Record-setting runoff expected for river, two years in a row

Gavins Point Dam.jpg
Posted at 1:53 PM, Jun 05, 2019
and last updated 2019-06-05 16:21:47-04

OMAHA, Neb. (KMTV) — Flooding has pummeled the Midwest and communities along the Missouri River this year. In 2018, runoff in the upper-Missouri River basin, North of Sioux City, was at the third-highest level in recorded history says the United States Army Corps of Engineers (USACE). In 2019, they're forecasting another record-setting year.

The USACE says the top-three years for the Missouri River upper-basin runoff are:

  1. 2011 - 61 million acre feet
  2. 1997 - 49 million acre feet
  3. 2018 - 42.1 million acre feet

The records go back 121 years.

This year they're projecting 50 million acre feet. During May alone, they say 8.9 million acre feet were recorded which is 267% of the normal average.

South of Sioux City, the National Weather Service of Omaha says Missouri River levels are also on course to set records.

In 2011, the year that set a an upper Missouri River basin record, some cities they looked at were at flood stage for more than five months. This year, they say we could see those records broken with flood stage status possible until this fall.

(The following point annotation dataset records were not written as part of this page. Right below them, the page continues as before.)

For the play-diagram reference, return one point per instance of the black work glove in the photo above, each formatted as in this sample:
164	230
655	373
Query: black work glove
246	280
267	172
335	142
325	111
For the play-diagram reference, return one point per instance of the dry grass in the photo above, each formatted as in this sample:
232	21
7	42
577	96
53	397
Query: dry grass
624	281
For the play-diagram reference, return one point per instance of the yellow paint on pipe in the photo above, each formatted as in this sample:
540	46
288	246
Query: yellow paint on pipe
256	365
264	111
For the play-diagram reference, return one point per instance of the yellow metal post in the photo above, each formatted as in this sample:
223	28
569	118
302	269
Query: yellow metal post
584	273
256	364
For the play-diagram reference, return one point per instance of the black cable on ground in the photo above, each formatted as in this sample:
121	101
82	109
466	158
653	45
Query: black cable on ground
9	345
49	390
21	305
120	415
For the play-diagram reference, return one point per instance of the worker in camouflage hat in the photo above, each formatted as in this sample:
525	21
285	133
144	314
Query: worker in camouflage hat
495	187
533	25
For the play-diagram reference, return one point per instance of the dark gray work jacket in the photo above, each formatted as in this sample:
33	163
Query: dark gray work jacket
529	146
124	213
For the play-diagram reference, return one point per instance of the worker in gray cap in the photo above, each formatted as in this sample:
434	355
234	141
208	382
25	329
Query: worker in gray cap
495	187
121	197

You can read more in the USACE's full release:

Much-above average runoff in the upper Missouri River basin (above Sioux City, Iowa) extended into May following widespread and heavy rainfall in South Dakota and Nebraska. Additionally, widespread and heavy rainfall in the lower basin, particularly in Kansas, has led to large tributary and Missouri River flows downstream of the six main stem reservoirs on the Missouri River.

May runoff in the upper basin was 8.9 million acre feet (MAF), which is 267 percent of average. The average May runoff is 5.6 MAF. May runoff was the second highest on record, only surpassed by 2011's 9.2 MAF. Runoff in the Fort Randall Dam to Gavins Point Dam reach was 1.4 MAF, which is more than the average annual runoff for that reach.

The high May runoff increased the 2019 upper basin runoff forecast to 50.0 million acre-feet (MAF). If realized, this runoff total would be the second highest runoff in 121 years of record-keeping, only surpassed by 2011 (61.0 MAF) and exceeding the 49.0 MAF observed in 1997. Runoff in 2018 was 42.1 MAF, which is currently third highest.